Nos regimes capitalistas, cuja
dominância é a característica dos tempos atuais, a omissão do Estado
significa a ditadura do capital sobre o trabalho, donde o esmagamento
dos direitos dos assalariados em geral, a destruição dos direitos e
garantias sociais, enfim, a barbárie, posto que, mesmo afastadas
considerações de ordem ético-humanista, é incompatível a existência de
qualquer sorte de capitalismo com a destruição do proletariado.
Não pode haver explorador sem
explorado, e a função política do Estado, visando à sobrevivência do
capitalismo, é a de assegurar a exploração, mantendo-a, todavia, sob
controle, de modo a permitir meios e limites de sobrevivência dos
trabalhadores, sem o que não é possível extrair a mais-valia.
No caso brasileiro, porém, país ainda
em busca de desenvolvimento e ainda ferido por perverso atraso social, o
Estado tem exercido, desde a empresa colonial, a função indeclinável e
insubstituível de indutor do desenvolvimento, exercendo aquele papel de
pioneirismo que teoricamente seria reservado ao capital privado, que,
aqui, foge do risco e protege-se no rentismo, locupletando-se às custas
do Estado via juros escorchantes.
Daí a grita permanente por juros
elevados, a pretexto de segurar o consumo e controlar a inflação. Nossos
grandes empresários são clientes privilegiados das carteiras dos bancos
públicos, que raramente honram, como podem esclarecer nossos
ruralistas.
Além de cumprir com seu dever
regulamentador e fiscal dos agentes econômicos, evitando ou minimizando
os conflitos e protegendo os interesses coletivos, em tese, o Estado
assume os investimentos e as responsabilidades sociais às quais se nega o
capital privado, e ainda ampara o empresariado, inclusive o financeiro,
contra suas fraudes ou sua incompetência gerencial.
Assume o Estado aqueles investimentos
que não atraem a economia privada, seja pelos altos volumes requeridos,
seja pela lenta recuperação do capital, seja pela margem de lucro
proporcionada; protege ainda o empresariado nacional em seus conflitos
com o capital multinacional, tanto no plano interno quanto no das
transações comerciais internacionais. Mesmo Adam Smith criticava a
proteção estatal às empresas monopolísticas, financiadas com recursos
públicos.
Outra besteira mediática é a falsa
discussão sobre tamanho do Estado.

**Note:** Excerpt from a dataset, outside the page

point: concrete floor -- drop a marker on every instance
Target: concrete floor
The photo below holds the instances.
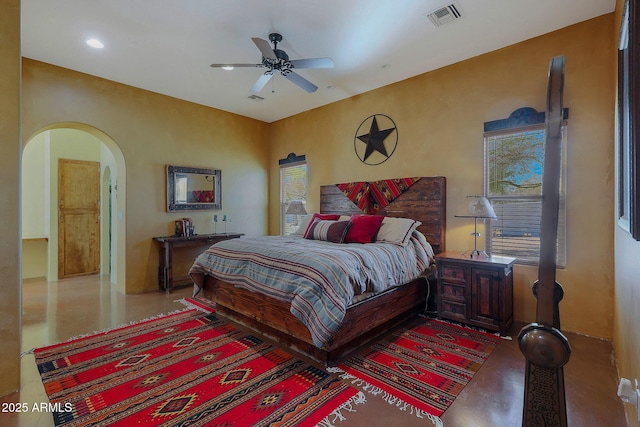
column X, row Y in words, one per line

Ora, a importância e necessidade do
Estado – variante de sociedade para sociedade - não se mede com fita
métrica, mas perquirindo a quem beneficia, a quem ele serve, a que
projeto, seja econômico, seja político, seja social se destina.
Pequeno ou grande, quais os fins do
Estado? Proteger as grandes massas, promover o bem comum segundo os
interesses das maiorias, defender os interesses das classes subalternas,
defender o público e assim assegurar saúde pública, ensino público,
segurança pública, transporte público? Induzir o desenvolvimento
promotor do crescimento econômico do país, da boa qualidade de vida de
sua população, da segurança nacional, da socialização das riquezas?
Ou a função do Estado, grande ou
pequeno, é simplesmente garantir o lucro dos grandes grupos, a
lucratividade predatória do capital, a concentração da riqueza e renda e
pôr-se a serviço da sociedade de classes?
Perguntas que neste ano devem ser respondidas pelos candidatos à Presidência da República.
Lobby caríssimo – Até pouco dias
passados o combate à política externa independente brasileira era ofício
assalariado de diplomatas aposentados, uns magoados, outros amuados,
todos com presença ativa na chamada grande imprensa.
No novo ano, o ex-presidente FHC se
incorpora, de mala e cuia, no lobby (mantenho a grafia inglesa em
homenagem ao príncipe dos sociólogos brasileiros) do ‘complexo de
vira-latas’, ou seja, considera idiota qualquer política externa
brasileira que não seja um prolongamento dos interesses do Departamento
de Estado dos EUA. Cada um serve ao Deus de sua estima. Em seu artigo
desta semana, porém, o professor doutor tropeça. Está bem, faz parte do
ofício, propor, por exemplo, e com grande originalidade, que o Brasil
"estreite relações com os EUA", afastando-se do "bolivarianismo".
Mas não fica bem pensar que os
talebans fazem parte do "mundo árabe", quando eles, como muito bem
observa José Antonio Lima em seu twitter, integram os povos pashtuns,
maior etnia predominante no Afeganistão (e muito presente no Paquistão)
menos árabe que o professor e imortal uspiano.